Personal Shopper is a classy psychological thriller with paranormal overtones. Features a mesmerising performance from Kristin Stewart.
As a ghost story of sorts, Personal Shopper is an unusual inclusion in the 2017 Perth Film Festival, but it sets itself apart from the run of the mill spook flick on a few counts. Firstly, while there are some creepy moments and paranormal manifestations, this is more psychological thriller than horror story. Director Olivier Assayas is less concerned with scaring the wits out of his viewers than delving into the nature of grief and its effects on the lead character, Maureen (Kristen Stewart). Then there is Kristen Stewart’s mesmerising performance, which is the most extraordinary aspect of the film.
She’s on screen almost the entire time and under the magnifying glass as an actor, yet thrives in her demanding role. And such is her presence and enigmatic quality that you can’t get enough of her. She’s stamped herself post-Twilight as one of the most original and exciting young talents in cinema today, and someone who refuses to stand still or stick to familiar territory. Such is the case again in Personal Shopper.
Maureen is an expat American in Paris who works as a personal shopper for a wealthy and mostly absent fashion celeb. Her twin brother Lewis has recently died of a congenital heart condition (which leaves her with a sword of Damacles hovering over her own head). As a medium and spiritualist, he had a pact with her that in the event of his demise he would make contact from the other side. Friends are due to move into his house, but Maureen insists on first spending some nights there in the hope that Lewis will make good on his promise.

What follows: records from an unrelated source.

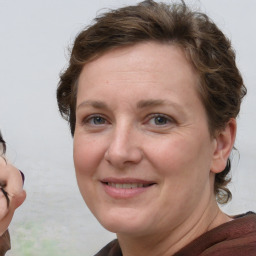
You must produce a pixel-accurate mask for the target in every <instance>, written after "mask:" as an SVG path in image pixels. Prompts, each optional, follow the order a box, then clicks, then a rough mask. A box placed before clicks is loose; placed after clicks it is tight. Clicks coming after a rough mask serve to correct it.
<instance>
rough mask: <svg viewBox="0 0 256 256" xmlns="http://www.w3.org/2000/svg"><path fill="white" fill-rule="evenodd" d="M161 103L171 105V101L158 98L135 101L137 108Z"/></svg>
mask: <svg viewBox="0 0 256 256" xmlns="http://www.w3.org/2000/svg"><path fill="white" fill-rule="evenodd" d="M162 105H172V103H171V102H169V101H167V100H160V99H159V100H158V99H156V100H155V99H149V100H141V101H139V102H138V103H137V108H147V107H156V106H162Z"/></svg>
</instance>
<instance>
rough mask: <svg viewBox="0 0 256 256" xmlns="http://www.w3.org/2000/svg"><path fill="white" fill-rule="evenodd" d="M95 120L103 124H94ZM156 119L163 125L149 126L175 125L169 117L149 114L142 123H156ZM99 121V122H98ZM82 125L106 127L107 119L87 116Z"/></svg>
mask: <svg viewBox="0 0 256 256" xmlns="http://www.w3.org/2000/svg"><path fill="white" fill-rule="evenodd" d="M96 118H100V119H101V121H103V123H100V124H96V123H95V121H96ZM156 118H162V119H163V121H164V123H163V124H156V123H154V124H151V125H154V126H159V127H165V126H166V125H168V124H170V123H172V124H173V123H176V122H175V120H174V119H173V118H171V117H170V116H167V115H165V114H158V113H156V114H150V115H149V116H147V118H146V121H145V122H144V124H148V123H150V121H151V120H154V119H155V121H156ZM98 121H100V120H98ZM92 122H93V123H92ZM82 124H83V125H90V126H101V125H106V124H109V122H108V121H107V119H106V118H105V117H104V116H102V115H100V114H93V115H89V116H88V117H86V118H85V119H84V120H83V121H82Z"/></svg>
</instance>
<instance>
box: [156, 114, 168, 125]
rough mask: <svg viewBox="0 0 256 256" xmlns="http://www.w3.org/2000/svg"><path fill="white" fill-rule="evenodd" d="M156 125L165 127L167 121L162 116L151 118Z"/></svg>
mask: <svg viewBox="0 0 256 256" xmlns="http://www.w3.org/2000/svg"><path fill="white" fill-rule="evenodd" d="M153 119H154V122H155V124H156V125H165V124H167V123H168V120H167V118H166V117H164V116H156V117H154V118H153Z"/></svg>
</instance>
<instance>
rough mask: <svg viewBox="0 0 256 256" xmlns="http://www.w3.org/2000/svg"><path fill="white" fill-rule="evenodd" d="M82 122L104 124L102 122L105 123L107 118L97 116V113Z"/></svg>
mask: <svg viewBox="0 0 256 256" xmlns="http://www.w3.org/2000/svg"><path fill="white" fill-rule="evenodd" d="M83 123H84V124H85V125H86V124H88V125H104V124H107V123H108V122H107V120H106V119H105V118H104V117H102V116H99V115H91V116H89V117H87V118H86V119H85V120H84V121H83Z"/></svg>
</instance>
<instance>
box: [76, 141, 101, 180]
mask: <svg viewBox="0 0 256 256" xmlns="http://www.w3.org/2000/svg"><path fill="white" fill-rule="evenodd" d="M73 157H74V165H75V169H76V174H77V175H78V176H79V175H82V176H84V175H85V176H88V175H92V174H93V173H94V172H95V170H96V168H97V166H98V165H99V164H100V162H101V161H102V159H103V157H104V149H103V147H102V144H100V143H99V142H97V141H93V140H89V139H87V138H86V137H75V138H74V151H73Z"/></svg>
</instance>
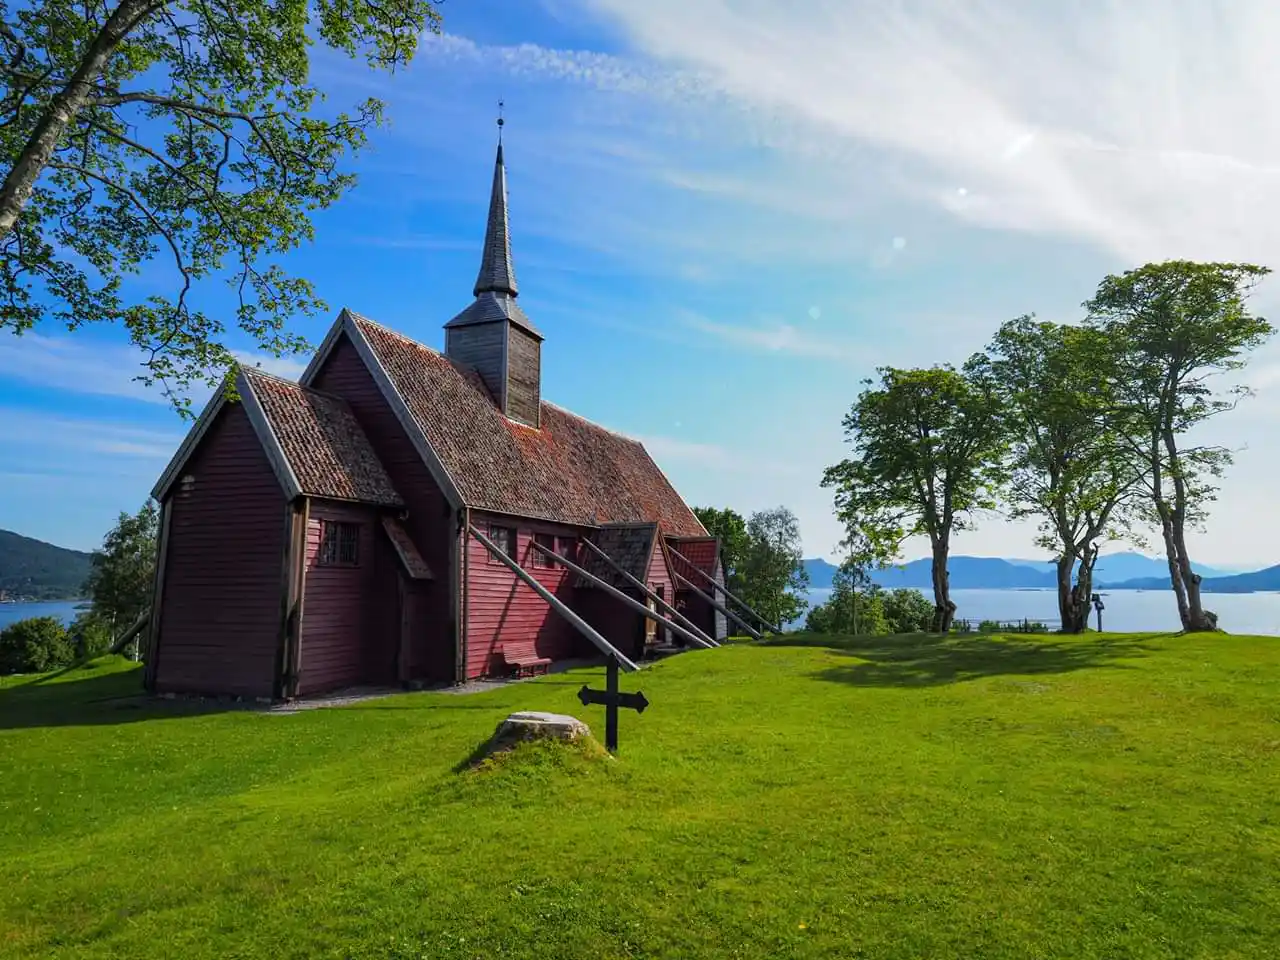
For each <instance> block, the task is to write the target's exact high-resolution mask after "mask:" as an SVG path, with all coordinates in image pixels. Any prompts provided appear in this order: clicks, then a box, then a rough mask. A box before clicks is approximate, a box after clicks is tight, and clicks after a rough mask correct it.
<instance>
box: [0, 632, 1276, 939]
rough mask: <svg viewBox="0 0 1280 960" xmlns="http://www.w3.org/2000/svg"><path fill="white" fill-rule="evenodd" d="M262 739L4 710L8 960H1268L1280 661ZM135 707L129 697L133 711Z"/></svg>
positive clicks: (1116, 662)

There are some supernatural goings-on, but nothing that convinces Maureen of Lewis’ presence. For reasons that are unclear, she determines that the appearance of a ghostly apparition indicates the end of the spooky happenings and that the house is ready for occupation by the new tenants.
She then starts receiving SMS messages from an unidentified caller who seems to be watching her. Wondering whether it might be Lewis she responds.
It’s a measure of Assayas as a director that he uses the text messaging, which could so easily have become dull, to build tension and chart the development of a dangerous liaison which takes the film through to its conclusion. Thankfully, the resolution is both open-ended and satisfying.
Apparently the film polarised viewers at Cannes. I’m not sure why. It’s a classy effort, and worth the admission price for Stewart’s performance alone.